目は口ほどに物をいうは本当だった!

相手のホンネを「目」で読み解く

2012.08.02 THU


欧米人は表情を判断するのに相手の目だけでなく口元も見る。それに対し日本人を含む東洋人は、口元はほぼ見ずに目だけを見ているそう
写真提供/PIXTA
言葉に出さずとも、アイコンタクトだけで気持ちが通じた! なんて経験のある人も多いはず。「目は口程に物を言う」なんて言葉もあるけど、実際のところ僕らはいかにして「目の表情」を読み取っているのか?

名古屋大学情報科学研究科/JSTの川合伸幸先生によると、「目の表情」には眼球の動きだけではなく、目の周りの筋肉の動きも含まれるという。まぶたの開き具合や眉の動きなど、相手の目の周辺の動きを総合的に判断することで、怒り・悲しみ・喜び・驚き・嫌悪・恐怖など基本情動といわれる感情の約8割以上理解できるというのだ。

たとえば相手が感激している時、その感情は目の輝きから読み取れる。感激という感情は「驚き」と「喜び」によって構成されるが、人は驚くと目が開き、喜ぶと頬が上がる。目が大きく開くと、より多くの光を瞳に取り込むため輝いて見える。こうした動きを我々は経験的に“感激”と理解しているわけだ。逆に、気分が落ち込むと、頬が下がり、目が閉じ「寝ている」ようにみえる。「目が死んでいる」なんて言葉があるのもそのためだろう。

「ほかにも瞳孔の大きさは関心の強さなどに比例して変化しますが、日本人の黒い瞳では、瞳孔の大きさで感情を判断することはかなり難しいでしょう」(川合先生)
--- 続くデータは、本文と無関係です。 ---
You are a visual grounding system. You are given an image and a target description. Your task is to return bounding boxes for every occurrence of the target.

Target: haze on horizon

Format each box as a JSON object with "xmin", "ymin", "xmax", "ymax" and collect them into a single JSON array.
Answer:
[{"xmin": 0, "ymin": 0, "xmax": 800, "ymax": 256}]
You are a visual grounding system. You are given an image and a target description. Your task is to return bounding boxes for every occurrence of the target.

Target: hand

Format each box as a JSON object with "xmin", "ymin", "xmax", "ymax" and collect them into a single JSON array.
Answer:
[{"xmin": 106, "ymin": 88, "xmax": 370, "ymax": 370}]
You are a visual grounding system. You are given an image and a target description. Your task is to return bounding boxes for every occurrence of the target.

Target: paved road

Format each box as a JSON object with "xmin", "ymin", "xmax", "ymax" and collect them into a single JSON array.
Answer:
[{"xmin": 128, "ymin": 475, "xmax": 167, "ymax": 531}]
ただし、瞳孔の大きさは異性への魅力アピールにつながるという研究結果もある。昔から、男性は瞳孔の大きな女性を「やさしい」「女性的」「可愛い」と思う傾向があるといわれてきたが、最近の研究では、女性も瞳孔の大きな男性を魅力的に感じるという結果がでたのだ。

「ろうそくでのディナーや暗いバーなどでは瞳孔が大きくなるので、女性に好意を持ってもらいたい男性はデートに暗いお店を選ぶといいかもしれませんね」

「目の表情」を読み取れれば、いわば読心術をマスターしたも同然(?)。 恋愛でも仕事の交渉でも、観察力が問われそうですね。